1959 BSA Gold Star
The BSA Gold Star Catalina Scrambler was the perfect machine for a rider like AMA Motorcycle Hall of Famer – Chuck Minert. Minert excelled in all types of motorcycle racing from speedway to trials, from desert racing to scrambles, and later, in motocross.
In the late 50’s and early 60’s Minert rode a factory-backed BSA for much of his racing career and was loyal to the British brand long after the bikes were past their competitive prime. The most important win for Minert in his racing career came in 1956 at the popular Catalina Grand Prix. Almost 1000 riders competed and the win at Catalina was so prestigious, that BSA actually named the 1959 Gold Star DBD34 after the event, thus the name “Catalina Scrambler”.
The machine he rode was a 1956 BSA Gold Star Scrambler. Chuck comments, “I changed the tank to a 5 gallon, borrowed a front brake baking plate with a scoop (for additional cooling), and used a 19” front wheel instead of the standard 21” wheel preferred by the English!” The west coast distributor for BSA, Hap Alzina asked the factory for a replica of this bike. By the late 1950’s, the US market was the strongest in the world for BSA and they followed his advice and responded with the Catalina Scrambler in 1959. The machine would go unchanged until its production stopped in 1963.

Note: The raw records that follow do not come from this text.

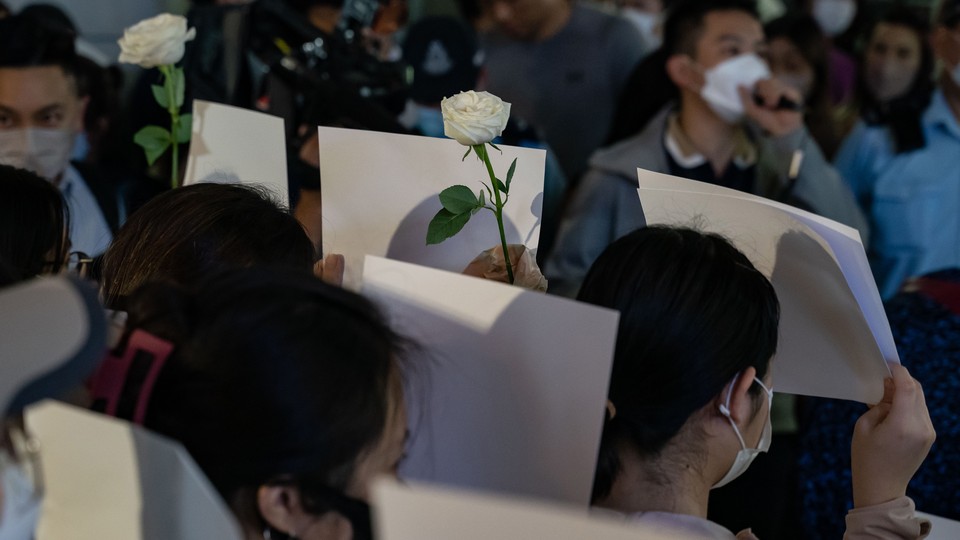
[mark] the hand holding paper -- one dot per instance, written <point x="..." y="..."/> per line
<point x="890" y="441"/>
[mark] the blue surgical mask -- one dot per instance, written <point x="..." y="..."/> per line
<point x="745" y="456"/>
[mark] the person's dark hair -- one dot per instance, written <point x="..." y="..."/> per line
<point x="190" y="232"/>
<point x="903" y="114"/>
<point x="804" y="33"/>
<point x="694" y="312"/>
<point x="275" y="378"/>
<point x="33" y="225"/>
<point x="26" y="41"/>
<point x="648" y="88"/>
<point x="684" y="24"/>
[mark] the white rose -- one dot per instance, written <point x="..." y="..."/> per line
<point x="474" y="118"/>
<point x="156" y="41"/>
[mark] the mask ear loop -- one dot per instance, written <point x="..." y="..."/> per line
<point x="725" y="410"/>
<point x="124" y="383"/>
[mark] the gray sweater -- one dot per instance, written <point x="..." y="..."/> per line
<point x="605" y="206"/>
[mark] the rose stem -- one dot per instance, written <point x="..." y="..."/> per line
<point x="481" y="151"/>
<point x="174" y="125"/>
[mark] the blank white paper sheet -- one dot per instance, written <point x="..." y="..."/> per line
<point x="834" y="335"/>
<point x="231" y="145"/>
<point x="509" y="389"/>
<point x="380" y="190"/>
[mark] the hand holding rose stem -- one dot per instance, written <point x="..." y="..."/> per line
<point x="474" y="119"/>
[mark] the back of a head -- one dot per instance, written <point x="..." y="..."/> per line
<point x="28" y="41"/>
<point x="185" y="234"/>
<point x="274" y="375"/>
<point x="694" y="312"/>
<point x="33" y="225"/>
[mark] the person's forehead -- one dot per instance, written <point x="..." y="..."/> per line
<point x="731" y="24"/>
<point x="33" y="84"/>
<point x="895" y="33"/>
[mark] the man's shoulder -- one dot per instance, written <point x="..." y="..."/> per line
<point x="643" y="150"/>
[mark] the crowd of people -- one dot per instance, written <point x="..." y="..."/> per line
<point x="287" y="390"/>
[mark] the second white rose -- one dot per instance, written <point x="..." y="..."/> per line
<point x="156" y="41"/>
<point x="474" y="118"/>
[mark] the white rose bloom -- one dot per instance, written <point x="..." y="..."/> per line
<point x="474" y="118"/>
<point x="156" y="41"/>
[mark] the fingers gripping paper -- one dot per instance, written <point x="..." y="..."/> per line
<point x="380" y="190"/>
<point x="508" y="391"/>
<point x="107" y="479"/>
<point x="834" y="335"/>
<point x="230" y="145"/>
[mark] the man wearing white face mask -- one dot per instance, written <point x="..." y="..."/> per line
<point x="732" y="125"/>
<point x="40" y="115"/>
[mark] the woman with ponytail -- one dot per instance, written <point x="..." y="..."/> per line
<point x="285" y="390"/>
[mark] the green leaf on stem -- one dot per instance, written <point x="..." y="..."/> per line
<point x="155" y="140"/>
<point x="160" y="94"/>
<point x="179" y="85"/>
<point x="513" y="169"/>
<point x="185" y="129"/>
<point x="445" y="225"/>
<point x="458" y="199"/>
<point x="489" y="191"/>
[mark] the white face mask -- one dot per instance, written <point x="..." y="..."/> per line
<point x="745" y="456"/>
<point x="955" y="74"/>
<point x="21" y="505"/>
<point x="834" y="16"/>
<point x="44" y="151"/>
<point x="647" y="23"/>
<point x="723" y="80"/>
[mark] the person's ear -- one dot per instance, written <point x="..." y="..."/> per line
<point x="741" y="408"/>
<point x="282" y="508"/>
<point x="684" y="72"/>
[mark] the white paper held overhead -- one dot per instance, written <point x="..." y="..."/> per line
<point x="380" y="190"/>
<point x="230" y="145"/>
<point x="508" y="391"/>
<point x="834" y="335"/>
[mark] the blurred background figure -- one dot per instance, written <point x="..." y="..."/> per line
<point x="798" y="56"/>
<point x="838" y="19"/>
<point x="561" y="64"/>
<point x="908" y="189"/>
<point x="896" y="78"/>
<point x="33" y="226"/>
<point x="41" y="113"/>
<point x="445" y="58"/>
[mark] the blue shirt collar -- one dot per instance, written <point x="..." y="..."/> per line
<point x="940" y="115"/>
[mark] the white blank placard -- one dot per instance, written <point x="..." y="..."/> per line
<point x="380" y="191"/>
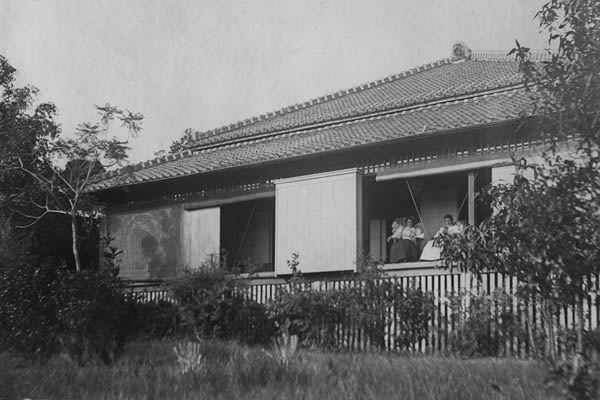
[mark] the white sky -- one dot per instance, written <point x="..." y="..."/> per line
<point x="202" y="64"/>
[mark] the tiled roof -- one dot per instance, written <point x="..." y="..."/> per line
<point x="430" y="82"/>
<point x="474" y="110"/>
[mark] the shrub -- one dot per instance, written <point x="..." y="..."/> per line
<point x="213" y="305"/>
<point x="152" y="320"/>
<point x="309" y="314"/>
<point x="368" y="304"/>
<point x="483" y="324"/>
<point x="49" y="309"/>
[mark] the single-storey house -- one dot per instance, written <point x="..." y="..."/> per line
<point x="326" y="178"/>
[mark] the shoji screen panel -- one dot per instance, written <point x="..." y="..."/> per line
<point x="317" y="216"/>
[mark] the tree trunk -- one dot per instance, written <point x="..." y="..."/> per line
<point x="580" y="322"/>
<point x="74" y="240"/>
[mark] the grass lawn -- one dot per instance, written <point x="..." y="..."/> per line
<point x="229" y="371"/>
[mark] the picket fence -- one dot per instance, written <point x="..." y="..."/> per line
<point x="441" y="326"/>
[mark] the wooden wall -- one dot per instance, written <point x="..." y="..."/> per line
<point x="201" y="236"/>
<point x="318" y="217"/>
<point x="150" y="241"/>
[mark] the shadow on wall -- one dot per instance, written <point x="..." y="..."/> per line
<point x="150" y="242"/>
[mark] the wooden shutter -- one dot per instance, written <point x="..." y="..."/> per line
<point x="201" y="236"/>
<point x="318" y="217"/>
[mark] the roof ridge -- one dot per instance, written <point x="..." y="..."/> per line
<point x="321" y="99"/>
<point x="508" y="90"/>
<point x="500" y="55"/>
<point x="511" y="90"/>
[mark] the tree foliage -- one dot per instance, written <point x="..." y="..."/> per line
<point x="545" y="230"/>
<point x="43" y="173"/>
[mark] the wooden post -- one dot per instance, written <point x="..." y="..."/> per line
<point x="471" y="196"/>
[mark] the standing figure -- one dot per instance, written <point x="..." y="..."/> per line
<point x="403" y="248"/>
<point x="431" y="252"/>
<point x="394" y="238"/>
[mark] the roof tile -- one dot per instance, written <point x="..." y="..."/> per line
<point x="505" y="105"/>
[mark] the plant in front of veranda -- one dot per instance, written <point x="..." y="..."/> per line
<point x="47" y="309"/>
<point x="213" y="304"/>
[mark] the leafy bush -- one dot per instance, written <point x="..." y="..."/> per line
<point x="482" y="324"/>
<point x="368" y="304"/>
<point x="213" y="305"/>
<point x="152" y="320"/>
<point x="49" y="309"/>
<point x="309" y="314"/>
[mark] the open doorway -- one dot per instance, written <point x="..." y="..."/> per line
<point x="248" y="235"/>
<point x="425" y="200"/>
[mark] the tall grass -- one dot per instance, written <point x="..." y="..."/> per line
<point x="230" y="371"/>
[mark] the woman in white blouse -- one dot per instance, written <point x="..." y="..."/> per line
<point x="431" y="252"/>
<point x="403" y="237"/>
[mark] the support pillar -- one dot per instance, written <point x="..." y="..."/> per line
<point x="471" y="197"/>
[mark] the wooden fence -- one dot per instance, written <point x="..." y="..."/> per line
<point x="443" y="322"/>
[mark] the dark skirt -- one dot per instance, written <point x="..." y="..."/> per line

The aluminum barrel Gold Star was arguably the most successful race bike ever built. It won races for over a decade in every discipline…..desert, scrambles, motocross, flat-track, and road racing. Ultimately, the Gold Star model was replaced by the smaller (and lighter) B44 that was developed by motocross World Champion – Jeff Smith. This machine, based on the BSA 250cc model, would win its final 500cc Motocross World Championship in 1965 and would mark the end of 4-stroke domination in the premier series. This beautiful Gold Star was restored by British motorcycle expert Don Harrell to exacting concourse condition.